Working with Jehoshua Eliashberg and Jeremy Fan within the Marketing Department I have developed a reusable Naive Bayes classifier that can handle multiple features. This is a useful algorithm to calculate the probability that each of a set of documents or texts belongs to a set of categories using the Bayesian method.
The package assumes a word likelihood file likelihoods.csv has been previously calculated and is formatted like:
The likelihoods for each feature must sum to 1.0 and you can have as many features as you wish. It is required to have a header titled Word referencing the feature followed by the assigned probabilities to all your desired features.
I asked Jeremy how he calculated his likelihood table for a project working with customer generated reviews of bicycles and he replied:
“I created the likelihood table by first creating the lexicon. I basically took this article on how to pick a bike and generated the lexicon for each category we were measuring. Then, I applied Laplace Smoothing to make sure each word in my lexicon appeared at least once in each category. The likelihood of a given word in a given category was calculated by the frequency of this word within the category divided by the sum of the frequencies of all words within the category.”
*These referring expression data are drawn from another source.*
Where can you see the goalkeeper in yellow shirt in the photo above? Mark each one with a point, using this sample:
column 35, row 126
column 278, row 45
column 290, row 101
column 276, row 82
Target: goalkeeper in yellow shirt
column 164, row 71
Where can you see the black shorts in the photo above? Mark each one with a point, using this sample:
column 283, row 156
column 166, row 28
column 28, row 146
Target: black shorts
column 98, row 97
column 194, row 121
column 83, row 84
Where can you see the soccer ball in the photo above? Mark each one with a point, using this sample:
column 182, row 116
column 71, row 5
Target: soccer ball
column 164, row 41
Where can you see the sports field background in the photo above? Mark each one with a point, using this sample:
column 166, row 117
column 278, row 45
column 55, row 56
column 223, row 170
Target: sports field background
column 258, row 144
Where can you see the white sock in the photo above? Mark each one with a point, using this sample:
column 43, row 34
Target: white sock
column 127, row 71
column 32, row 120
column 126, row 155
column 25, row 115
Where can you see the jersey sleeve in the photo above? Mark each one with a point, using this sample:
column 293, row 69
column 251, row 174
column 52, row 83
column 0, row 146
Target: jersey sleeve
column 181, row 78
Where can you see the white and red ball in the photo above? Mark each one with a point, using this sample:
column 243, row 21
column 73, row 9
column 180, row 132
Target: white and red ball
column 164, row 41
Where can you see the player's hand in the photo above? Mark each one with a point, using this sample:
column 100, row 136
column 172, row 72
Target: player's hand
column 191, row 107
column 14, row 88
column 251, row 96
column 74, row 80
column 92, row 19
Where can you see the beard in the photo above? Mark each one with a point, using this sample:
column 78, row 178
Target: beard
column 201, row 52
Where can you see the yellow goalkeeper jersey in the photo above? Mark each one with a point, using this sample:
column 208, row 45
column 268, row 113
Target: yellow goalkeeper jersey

So let’s assume you have an unlabeled input CSV file input.csv formatted like:
|1||The cat is my pet and he is lovely. A dog will not do.|
|2||The man and woman had a cat and lived under a tree|
|3||The tree had lots of leaves|
|4||A man lives under a tree with many leaves. A woman has a cat as a pet|
|5||The dog and cat chased the man under the tree|
|6||The man and woman live in a house.|
It is required that the document header have a item titled Text referring to the document you want to classify. All other fields will be ignored but will be included unmodified in the classifier’s output file.
You can run this program on the HPCC using the following commands (in this example we will use an interactive logon qlogin):
From the HPCC login node, log in to an interactive session
enable python 3
$ source /opt/rh/rh-python34/enable
Set up your virtual environment
$ mkvirtualenv <whatever you want to call your virtualenv>
Install the Multi-function Naive Bayes Classifier package
$ pip install mfnbc
Launch an interactive python shell
$ python >>> from mfnbc import MFNBC >>> m = MFNBC('likelihoods.csv', 'input.csv', True, 'out_filename.csv') >>> m.write_csv() >>> exit()
You should see a new file titled out_filename.csv with the following data:
|1||The cat is my pet and he is lovely. A dog will not do.||0.972321429||0.005357143||0.022321429|
|2||The man and woman had a cat and lived under a tree||0.580787094||0.2969934||0.122219506|
|3||The tree had lots of leaves||0.01532802||0.003678725||0.980993256|
|4||A man lives under a tree with many leaves. A woman has a cat as a pet||0.334412386||0.1026038||0.562983814|
|5||The dog and cat chased the man under the tree||0.921839729||0.00761851||0.070541761|
|6||The man and woman live in a house.||0.065633546||0.922971741||0.011394713|
About The Maths
This package relies on simple arithmetic to compute the final posterior probabilities for a set of features over a set of texts within a corpus.
So for each text in the corpus, the package looks to see if the word is contained in the provided likelihood table. If it is found, the posterior probabilities for each feature are updated using Bayesian statistics.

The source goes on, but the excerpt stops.